Find all the zeros of the equation.

To find the zeros of the equation, we need to solve the equation $-x^{3}-3 x^{2}-6 x-4=0$.

One way to find the zeros is by using factoring. Let's rearrange the equation by moving all the terms to one side:
\[x^{3}+3x^{2}+6x+4=0.\]
Since all the coefficients of the terms are positive, there are no positive zeros. The possible negative zeros are $-1, -2, -4$. We can check if any of these are zeros by substituting them into the equation.

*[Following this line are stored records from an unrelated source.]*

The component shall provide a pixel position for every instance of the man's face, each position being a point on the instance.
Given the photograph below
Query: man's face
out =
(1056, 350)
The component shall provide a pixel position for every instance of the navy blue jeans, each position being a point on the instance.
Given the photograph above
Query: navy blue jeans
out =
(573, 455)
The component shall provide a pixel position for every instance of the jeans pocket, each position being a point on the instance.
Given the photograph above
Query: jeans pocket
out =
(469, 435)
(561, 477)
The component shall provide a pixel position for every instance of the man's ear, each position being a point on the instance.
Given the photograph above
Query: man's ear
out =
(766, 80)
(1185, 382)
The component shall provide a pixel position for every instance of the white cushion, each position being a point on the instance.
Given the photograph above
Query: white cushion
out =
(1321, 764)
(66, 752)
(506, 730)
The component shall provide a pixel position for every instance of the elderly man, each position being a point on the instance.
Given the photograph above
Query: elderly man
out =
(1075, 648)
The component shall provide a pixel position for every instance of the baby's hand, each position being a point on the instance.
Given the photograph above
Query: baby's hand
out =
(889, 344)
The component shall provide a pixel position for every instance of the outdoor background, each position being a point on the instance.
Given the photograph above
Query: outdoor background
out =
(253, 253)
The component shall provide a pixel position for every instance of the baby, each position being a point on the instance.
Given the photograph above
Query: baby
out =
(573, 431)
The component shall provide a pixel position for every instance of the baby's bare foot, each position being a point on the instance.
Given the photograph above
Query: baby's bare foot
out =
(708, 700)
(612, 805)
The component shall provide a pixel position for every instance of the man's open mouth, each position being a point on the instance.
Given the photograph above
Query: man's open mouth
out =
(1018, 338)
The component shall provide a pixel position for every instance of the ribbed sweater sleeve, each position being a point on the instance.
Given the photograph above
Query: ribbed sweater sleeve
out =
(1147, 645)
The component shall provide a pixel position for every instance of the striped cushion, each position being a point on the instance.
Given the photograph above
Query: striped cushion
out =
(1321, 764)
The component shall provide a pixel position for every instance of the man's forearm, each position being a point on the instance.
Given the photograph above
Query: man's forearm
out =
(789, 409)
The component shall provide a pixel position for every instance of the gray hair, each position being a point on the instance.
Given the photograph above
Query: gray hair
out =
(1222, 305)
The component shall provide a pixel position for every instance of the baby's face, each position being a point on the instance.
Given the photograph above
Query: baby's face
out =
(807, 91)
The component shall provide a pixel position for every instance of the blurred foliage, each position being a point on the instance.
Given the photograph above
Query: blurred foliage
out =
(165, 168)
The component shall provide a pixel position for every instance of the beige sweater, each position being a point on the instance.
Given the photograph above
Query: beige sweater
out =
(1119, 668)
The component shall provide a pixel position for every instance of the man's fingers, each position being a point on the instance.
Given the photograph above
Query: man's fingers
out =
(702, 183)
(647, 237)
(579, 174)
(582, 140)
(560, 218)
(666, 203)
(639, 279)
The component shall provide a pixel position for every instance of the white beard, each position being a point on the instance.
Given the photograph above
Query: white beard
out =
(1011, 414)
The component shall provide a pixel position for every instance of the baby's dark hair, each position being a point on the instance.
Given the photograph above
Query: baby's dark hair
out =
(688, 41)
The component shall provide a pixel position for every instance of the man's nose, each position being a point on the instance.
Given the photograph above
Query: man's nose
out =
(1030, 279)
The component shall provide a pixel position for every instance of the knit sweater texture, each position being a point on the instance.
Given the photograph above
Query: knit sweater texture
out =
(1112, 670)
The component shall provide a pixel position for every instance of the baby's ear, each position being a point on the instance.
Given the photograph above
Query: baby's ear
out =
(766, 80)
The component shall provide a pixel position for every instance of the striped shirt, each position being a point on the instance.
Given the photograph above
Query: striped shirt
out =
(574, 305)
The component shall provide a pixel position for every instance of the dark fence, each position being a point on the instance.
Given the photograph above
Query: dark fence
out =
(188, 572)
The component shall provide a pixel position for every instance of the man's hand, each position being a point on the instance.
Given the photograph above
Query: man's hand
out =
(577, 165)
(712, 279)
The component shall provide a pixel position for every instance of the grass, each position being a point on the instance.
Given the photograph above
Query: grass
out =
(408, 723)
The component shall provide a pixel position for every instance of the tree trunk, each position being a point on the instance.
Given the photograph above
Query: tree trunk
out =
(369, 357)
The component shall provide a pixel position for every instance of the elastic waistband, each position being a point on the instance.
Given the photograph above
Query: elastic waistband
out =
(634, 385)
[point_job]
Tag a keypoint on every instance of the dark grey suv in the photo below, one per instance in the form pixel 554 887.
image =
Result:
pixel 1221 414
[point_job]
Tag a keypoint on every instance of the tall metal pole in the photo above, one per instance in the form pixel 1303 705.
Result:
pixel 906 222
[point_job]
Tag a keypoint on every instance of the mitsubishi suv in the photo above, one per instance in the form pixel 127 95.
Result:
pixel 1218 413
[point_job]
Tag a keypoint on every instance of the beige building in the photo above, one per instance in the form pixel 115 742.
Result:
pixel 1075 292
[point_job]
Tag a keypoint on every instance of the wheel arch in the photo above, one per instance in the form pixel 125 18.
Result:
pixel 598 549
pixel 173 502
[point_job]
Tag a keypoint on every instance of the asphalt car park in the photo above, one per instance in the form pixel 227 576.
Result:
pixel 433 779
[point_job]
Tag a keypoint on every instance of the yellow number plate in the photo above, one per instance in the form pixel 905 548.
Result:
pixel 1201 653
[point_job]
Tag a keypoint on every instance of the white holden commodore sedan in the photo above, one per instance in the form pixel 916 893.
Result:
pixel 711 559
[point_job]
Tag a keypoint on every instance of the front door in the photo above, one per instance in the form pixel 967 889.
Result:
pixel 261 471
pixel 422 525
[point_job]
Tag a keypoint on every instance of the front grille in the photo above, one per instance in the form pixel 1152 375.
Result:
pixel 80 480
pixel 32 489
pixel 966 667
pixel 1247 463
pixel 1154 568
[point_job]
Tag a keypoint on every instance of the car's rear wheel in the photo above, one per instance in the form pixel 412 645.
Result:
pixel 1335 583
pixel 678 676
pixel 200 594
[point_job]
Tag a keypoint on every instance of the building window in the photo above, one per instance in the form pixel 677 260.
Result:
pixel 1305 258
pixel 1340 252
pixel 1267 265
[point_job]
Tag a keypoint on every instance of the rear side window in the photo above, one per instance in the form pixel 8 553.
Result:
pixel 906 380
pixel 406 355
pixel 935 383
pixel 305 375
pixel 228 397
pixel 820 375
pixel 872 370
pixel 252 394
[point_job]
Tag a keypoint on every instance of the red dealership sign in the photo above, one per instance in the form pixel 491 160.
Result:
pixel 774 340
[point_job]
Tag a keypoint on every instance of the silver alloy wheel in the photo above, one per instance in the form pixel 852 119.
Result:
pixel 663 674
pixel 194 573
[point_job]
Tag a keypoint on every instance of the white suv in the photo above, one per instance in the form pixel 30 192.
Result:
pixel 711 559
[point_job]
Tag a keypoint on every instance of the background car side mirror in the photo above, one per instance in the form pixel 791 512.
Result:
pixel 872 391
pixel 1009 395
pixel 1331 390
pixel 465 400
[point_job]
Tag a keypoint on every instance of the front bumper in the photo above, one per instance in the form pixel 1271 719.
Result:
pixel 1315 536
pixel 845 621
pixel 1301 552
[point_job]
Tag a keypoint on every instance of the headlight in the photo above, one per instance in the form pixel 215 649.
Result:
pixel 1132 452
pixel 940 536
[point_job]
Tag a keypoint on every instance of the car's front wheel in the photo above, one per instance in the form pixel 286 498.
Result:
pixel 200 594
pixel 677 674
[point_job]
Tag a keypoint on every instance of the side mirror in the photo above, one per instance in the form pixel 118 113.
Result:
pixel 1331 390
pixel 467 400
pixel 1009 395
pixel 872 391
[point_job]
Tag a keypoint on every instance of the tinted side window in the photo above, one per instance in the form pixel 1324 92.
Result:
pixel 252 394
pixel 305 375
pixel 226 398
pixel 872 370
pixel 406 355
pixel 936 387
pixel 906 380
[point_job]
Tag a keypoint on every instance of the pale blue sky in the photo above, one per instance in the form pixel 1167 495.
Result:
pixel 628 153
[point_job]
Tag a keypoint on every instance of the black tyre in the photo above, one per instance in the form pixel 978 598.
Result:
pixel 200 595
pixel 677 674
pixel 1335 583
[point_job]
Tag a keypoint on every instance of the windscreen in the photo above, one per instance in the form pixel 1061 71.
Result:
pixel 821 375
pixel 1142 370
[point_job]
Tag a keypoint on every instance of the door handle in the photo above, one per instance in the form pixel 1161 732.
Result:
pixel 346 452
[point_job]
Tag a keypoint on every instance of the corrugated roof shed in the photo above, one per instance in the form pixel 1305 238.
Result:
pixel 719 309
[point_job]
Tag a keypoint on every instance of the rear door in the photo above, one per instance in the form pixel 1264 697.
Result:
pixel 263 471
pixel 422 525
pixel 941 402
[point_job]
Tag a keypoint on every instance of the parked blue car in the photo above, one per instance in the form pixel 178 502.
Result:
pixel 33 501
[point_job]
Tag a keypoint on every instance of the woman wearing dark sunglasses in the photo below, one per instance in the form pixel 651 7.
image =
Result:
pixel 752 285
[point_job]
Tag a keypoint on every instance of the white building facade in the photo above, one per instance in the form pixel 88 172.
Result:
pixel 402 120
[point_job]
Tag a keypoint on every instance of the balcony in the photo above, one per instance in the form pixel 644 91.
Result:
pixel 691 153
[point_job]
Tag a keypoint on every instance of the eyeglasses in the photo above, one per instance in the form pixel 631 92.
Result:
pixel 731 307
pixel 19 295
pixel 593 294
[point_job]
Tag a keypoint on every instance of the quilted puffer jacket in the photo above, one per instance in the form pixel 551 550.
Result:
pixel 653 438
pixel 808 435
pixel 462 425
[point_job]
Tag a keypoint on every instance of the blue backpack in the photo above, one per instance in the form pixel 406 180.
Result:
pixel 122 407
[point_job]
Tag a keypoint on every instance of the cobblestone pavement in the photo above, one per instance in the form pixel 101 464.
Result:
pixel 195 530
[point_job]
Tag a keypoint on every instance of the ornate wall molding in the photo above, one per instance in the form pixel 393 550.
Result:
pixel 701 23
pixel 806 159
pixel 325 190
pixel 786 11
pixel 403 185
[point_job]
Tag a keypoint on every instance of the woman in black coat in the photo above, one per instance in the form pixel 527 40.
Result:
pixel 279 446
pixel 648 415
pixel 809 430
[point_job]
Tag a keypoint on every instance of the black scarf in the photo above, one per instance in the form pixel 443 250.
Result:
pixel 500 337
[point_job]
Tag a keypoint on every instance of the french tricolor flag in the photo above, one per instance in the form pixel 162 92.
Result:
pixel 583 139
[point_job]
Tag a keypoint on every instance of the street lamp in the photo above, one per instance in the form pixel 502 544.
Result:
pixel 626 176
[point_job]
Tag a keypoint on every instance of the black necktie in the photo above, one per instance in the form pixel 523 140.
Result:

If the substitution yields 0, then that number is a zero of the equation.

For $x=-1$:
\[(-1)^{3}+3(-1)^{2}+6(-1)+4 = -1+3-6+4 = 0,\]
so $x=-1$ is a zero of the equation.

For $x=-2$:
\[(-2)^{3}+3(-2)^{2}+6(-2)+4 = -8+12-12+4 = -4,\]
so $x=-2$ is not a zero of the equation.

For $x=-4$:
\[(-4)^{3}+3(-4)^{2}+6(-4)+4 = -64+48-24+4 = -36,\]
so $x=-4$ is not a zero of the equation.

Therefore, the only zero of the equation is $x=-1$.